How Kapa.ai keeps your knowledge base in sync automatically
Kapa.ai removes the sync problem by refreshing every connected source automatically, with no manual re-indexing. Every data source, from GitHub and Notion to Confluence, Zendesk, Google Drive, API specs, and web crawls, updates on its own schedule, and updates are incremental, so only new, modified, and deleted items are synced downstream.
For web crawls, kapa.ai re-crawls daily, compares each page against the last ingested version, and pushes only the changes with zero-downtime upserts. It also runs automatic breakage detection: if more than 45 percent of pages change at once (the signature of a site redesign or misconfiguration), the update is routed to optional human review instead of silently corrupting the index, while normal day-to-day edits publish automatically. The result is the plain-language promise behind the platform: your assistant is never out of date, and no one has to lift a finger to keep it that way.
Keeping content fresh is only one of the pieces a production RAG system needs, alongside retrieval tuning, evaluation, and hallucination controls, which is why many teams treat freshness as the moment to buy rather than build.
Frequently Asked Questions
How do I keep a RAG knowledge base in sync with changing docs?
Keep it in sync with an automated refresh pipeline that detects what changed at each source, re-ingests and re-embeds only the deltas, validates the content, and invalidates stale answers on a per-source schedule. You can build this yourself with change detection, incremental updates, and monitoring, or use a managed platform like Kapa.ai that refreshes every connected source automatically.
How often should a RAG system refresh its data sources?
Refresh cadence should vary by source, from every few minutes for fast-changing content like support tickets and wikis to daily for full documentation-site crawls, balanced against each system's rate limits. Kapa.ai, for example, syncs tickets and Notion in about five minutes, code hourly, and web crawls daily.

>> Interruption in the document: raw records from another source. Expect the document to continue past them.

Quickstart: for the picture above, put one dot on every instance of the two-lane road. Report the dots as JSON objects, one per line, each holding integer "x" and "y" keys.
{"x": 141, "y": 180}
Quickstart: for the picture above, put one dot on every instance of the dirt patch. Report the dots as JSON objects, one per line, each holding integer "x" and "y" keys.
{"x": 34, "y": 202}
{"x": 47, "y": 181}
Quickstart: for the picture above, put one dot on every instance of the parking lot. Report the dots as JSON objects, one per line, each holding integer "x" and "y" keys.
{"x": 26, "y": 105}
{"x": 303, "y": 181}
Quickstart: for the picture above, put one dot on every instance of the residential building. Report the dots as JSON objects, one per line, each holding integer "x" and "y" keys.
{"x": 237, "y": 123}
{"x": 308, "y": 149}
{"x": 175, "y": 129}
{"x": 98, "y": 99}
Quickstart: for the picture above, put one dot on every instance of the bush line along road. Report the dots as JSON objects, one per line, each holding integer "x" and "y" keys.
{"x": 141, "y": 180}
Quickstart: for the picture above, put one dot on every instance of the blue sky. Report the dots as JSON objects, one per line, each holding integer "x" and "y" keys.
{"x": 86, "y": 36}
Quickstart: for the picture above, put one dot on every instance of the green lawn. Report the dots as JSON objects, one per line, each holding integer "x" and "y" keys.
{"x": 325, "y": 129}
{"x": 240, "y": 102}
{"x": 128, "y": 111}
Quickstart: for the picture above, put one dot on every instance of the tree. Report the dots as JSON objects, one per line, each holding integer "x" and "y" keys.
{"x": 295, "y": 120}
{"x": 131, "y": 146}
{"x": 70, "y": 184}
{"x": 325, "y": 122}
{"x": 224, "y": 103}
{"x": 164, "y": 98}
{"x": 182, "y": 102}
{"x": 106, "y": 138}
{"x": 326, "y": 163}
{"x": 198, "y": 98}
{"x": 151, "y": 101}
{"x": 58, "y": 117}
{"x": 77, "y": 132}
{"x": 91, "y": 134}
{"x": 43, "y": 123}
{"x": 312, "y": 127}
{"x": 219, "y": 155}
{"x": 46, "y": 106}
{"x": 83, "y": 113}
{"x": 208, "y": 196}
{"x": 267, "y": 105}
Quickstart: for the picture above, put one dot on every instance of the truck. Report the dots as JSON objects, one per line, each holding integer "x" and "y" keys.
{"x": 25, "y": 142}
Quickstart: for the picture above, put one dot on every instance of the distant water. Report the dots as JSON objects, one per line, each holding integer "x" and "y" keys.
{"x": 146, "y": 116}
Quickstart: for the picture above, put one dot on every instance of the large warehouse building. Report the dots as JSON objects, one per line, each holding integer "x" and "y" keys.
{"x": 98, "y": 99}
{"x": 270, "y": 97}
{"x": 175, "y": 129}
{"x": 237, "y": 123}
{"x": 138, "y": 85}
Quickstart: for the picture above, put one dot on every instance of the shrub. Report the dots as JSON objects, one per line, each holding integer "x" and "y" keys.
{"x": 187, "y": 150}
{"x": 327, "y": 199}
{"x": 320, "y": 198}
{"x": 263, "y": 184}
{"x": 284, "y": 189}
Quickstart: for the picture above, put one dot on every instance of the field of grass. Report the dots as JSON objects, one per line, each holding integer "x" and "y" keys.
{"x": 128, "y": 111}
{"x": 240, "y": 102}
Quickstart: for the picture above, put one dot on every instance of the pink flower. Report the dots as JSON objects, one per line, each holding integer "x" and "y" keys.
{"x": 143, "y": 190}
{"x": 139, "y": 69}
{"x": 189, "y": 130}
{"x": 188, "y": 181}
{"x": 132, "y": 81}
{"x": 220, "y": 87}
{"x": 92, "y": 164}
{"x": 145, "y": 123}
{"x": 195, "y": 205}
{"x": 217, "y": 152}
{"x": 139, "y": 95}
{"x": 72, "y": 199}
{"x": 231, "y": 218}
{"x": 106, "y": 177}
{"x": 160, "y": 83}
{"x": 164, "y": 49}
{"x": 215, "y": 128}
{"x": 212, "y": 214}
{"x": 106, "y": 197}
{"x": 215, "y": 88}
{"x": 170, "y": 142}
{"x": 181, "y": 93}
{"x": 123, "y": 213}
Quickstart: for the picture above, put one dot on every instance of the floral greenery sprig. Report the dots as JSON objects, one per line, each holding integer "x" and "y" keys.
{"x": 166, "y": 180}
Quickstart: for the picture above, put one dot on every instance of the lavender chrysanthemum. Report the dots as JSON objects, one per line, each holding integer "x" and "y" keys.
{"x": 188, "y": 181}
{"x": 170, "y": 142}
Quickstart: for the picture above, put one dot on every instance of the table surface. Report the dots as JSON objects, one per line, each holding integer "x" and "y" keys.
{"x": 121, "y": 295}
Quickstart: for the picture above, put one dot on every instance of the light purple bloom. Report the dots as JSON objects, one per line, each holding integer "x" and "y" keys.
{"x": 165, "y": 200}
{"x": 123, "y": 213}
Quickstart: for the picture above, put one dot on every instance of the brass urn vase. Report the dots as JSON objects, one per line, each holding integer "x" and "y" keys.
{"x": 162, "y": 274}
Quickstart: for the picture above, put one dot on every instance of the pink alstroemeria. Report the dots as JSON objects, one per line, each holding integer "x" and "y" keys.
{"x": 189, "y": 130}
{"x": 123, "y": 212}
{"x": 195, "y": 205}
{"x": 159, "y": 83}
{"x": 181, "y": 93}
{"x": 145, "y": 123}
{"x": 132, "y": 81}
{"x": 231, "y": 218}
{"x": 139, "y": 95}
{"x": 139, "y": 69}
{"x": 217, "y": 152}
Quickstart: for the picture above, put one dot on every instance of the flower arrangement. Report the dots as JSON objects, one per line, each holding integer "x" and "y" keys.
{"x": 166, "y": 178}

What is the difference between incremental updates and full re-indexing?
Incremental updates re-process only the content that was added, changed, or deleted, while full re-indexing rebuilds the entire index from scratch. Incremental updates are cheaper and avoid downtime, so large knowledge bases rely on them for day-to-day changes and reserve occasional full re-indexing for bigger resets. Kapa.ai uses incremental updates by default, syncing only new, modified, and deleted items from each connected source.

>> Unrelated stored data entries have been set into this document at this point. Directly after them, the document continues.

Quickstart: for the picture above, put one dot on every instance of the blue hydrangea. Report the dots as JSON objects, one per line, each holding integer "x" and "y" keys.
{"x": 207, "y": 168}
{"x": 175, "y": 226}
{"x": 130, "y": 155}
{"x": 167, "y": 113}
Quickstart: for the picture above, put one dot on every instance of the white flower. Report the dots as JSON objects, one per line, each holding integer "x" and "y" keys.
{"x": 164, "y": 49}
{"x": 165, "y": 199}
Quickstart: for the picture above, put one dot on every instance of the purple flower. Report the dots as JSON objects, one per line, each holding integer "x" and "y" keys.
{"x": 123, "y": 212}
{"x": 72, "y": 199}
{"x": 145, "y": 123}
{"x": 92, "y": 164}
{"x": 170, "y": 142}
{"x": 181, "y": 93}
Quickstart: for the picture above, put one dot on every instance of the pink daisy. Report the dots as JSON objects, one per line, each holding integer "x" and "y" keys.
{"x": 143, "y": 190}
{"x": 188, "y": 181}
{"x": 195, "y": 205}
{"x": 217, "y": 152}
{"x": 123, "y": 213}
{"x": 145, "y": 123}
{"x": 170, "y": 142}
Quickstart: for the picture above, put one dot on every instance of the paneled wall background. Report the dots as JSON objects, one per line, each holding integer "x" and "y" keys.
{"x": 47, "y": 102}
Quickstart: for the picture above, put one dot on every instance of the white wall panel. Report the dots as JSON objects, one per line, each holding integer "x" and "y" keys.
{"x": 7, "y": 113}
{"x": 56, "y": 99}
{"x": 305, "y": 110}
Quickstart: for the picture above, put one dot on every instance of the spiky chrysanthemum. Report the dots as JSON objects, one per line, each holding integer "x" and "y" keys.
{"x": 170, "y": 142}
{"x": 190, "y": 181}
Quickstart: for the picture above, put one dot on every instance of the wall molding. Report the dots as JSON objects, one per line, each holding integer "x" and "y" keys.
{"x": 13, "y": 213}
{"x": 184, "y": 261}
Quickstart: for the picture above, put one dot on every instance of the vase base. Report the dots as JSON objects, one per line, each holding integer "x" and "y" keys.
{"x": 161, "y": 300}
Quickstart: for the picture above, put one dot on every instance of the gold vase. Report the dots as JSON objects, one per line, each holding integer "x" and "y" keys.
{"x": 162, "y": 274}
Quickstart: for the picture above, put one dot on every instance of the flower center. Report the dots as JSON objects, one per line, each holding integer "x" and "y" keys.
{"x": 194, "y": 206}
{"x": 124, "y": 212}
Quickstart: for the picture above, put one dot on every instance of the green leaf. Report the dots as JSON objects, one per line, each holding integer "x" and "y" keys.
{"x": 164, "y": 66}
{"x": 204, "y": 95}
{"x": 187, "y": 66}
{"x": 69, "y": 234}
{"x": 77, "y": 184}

What is embedding rot in a RAG system?
Embedding rot is the gradual decline in answer quality that happens when your content, embedding model, or retrieval model become outdated and you do not re-embed. A common guideline is to re-embed when the embedding model improves, when roughly 10 to 15 percent of your corpus changes, or when the subject domain shifts. A managed platform like Kapa.ai handles re-embedding and model updates for you, so embedding rot does not silently degrade your answers.
Why do RAG answers become outdated even when my documentation is current?
RAG answers go stale when the indexed copy of your docs has not been refreshed since your source changed, so the system retrieves an old snapshot. Without a refresh pipeline that detects changes and re-indexes them, updates to your live docs never reach the vector database the assistant reads from. Kapa.ai prevents this by automatically re-crawling and re-indexing every connected source on its own schedule.
Does Kapa.ai update automatically when my documentation changes?
Yes. Kapa.ai automatically refreshes every connected source on its own schedule, re-ingesting only new, modified, and deleted content, and for web crawls it detects large-scale breakage and routes it to optional review before publishing. This keeps answers current without manual re-indexing.